When it becomes easier to do anything (travelling through a city, making a product, building a house or sending information electronically for example), it naturally becomes more affordable for society. And those who know how to make it easier have not only been able to improve the wealth of society, but they will soon find themselves in a financially better situation themselves (unless they need to go through a drawn out legal process in another country like our friends at the CSIRO some time ago). So it should be clear that it is worth supporting real engineering (the ingenious type) in Australia.

But instead, what does happen? Well to answer this I actually need to answer the ‘why?' first. I have seen the way the governments in this country allocate funding to activities that one would associate with engineering. As mentioned earlier I noticed the tax benefits for R&D. I have also seen the allocation of funding through ATAs and CRCs where the governments encourage collaboration in research between various organisations. I have noticed a common theme to these activities: the effective handing over of decisions to others.

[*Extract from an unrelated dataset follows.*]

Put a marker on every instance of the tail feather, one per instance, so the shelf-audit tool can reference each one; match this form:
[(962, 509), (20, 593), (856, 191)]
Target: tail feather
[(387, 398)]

It appears to me that the Australian government has for years been so unsure and scared of anything scientific or engineering related that they have found ways to have others make the decision for them. Decisions on where the effort should go in activities that could support the development of engineering (and other related) capability. This seems sensible at first: let those who are most involved and expert, make the decision.  The trouble is that those who are they key influencers are usually the established players. Typically, the established players are not the ingenious and creative types they once were. They have become older and set in their ways trying to squeeze as much as they can out of an old technology, industry or market. Even worse, they are often close to death, but no one seems to realise it as they poor money in to prop these aging organisations up. On the other hand, those who could be on the brink of something new, and could be ready to really grow, are never heard in such a system. So what really happens is:

• The government tries to support the development of engineering
• But because it is so ignorant of engineering and related practices, due to the background of the average politician and government official, they are unsure of what to do and effectively pass the power over to established players
• These established players focus on older technologies and markets that offer less room for growth, and less room for the development of engineering capability and the wealth that comes with it.

So what to do? Well really, the only way we will ever see a real change in the government's attitude toward engineering is if there is a similar change in society's; Australia is a democracy after all. And that leaves the blame with us: engineers and engineering organisations. I would like to think that one day Ingeneers Network will be able to help with that even if the main focus here is on the exchange of engineering knowledge for the improvement of engineering capability in Australia. However, at the moment Ingeneers Network is too small. I always hoped that the other organisations might take the lead, but it does seem that engineers just aren't politically inclined.

So for now, and perhaps into the future, there will not be any party that the engineer can vote for. However, that is just my opinion, and I would very much like yours. Either leave a comment or take the poll.

Clint

This is the first blog I have chosen to write. Usually, I rather have others (who are expert in their area) to write. However, this time I just wanted a piece to get engineers talking about how engineering could or should influence society through the government. So please share your thoughts with the rest of us. A politically informed engineering community can only be good for society.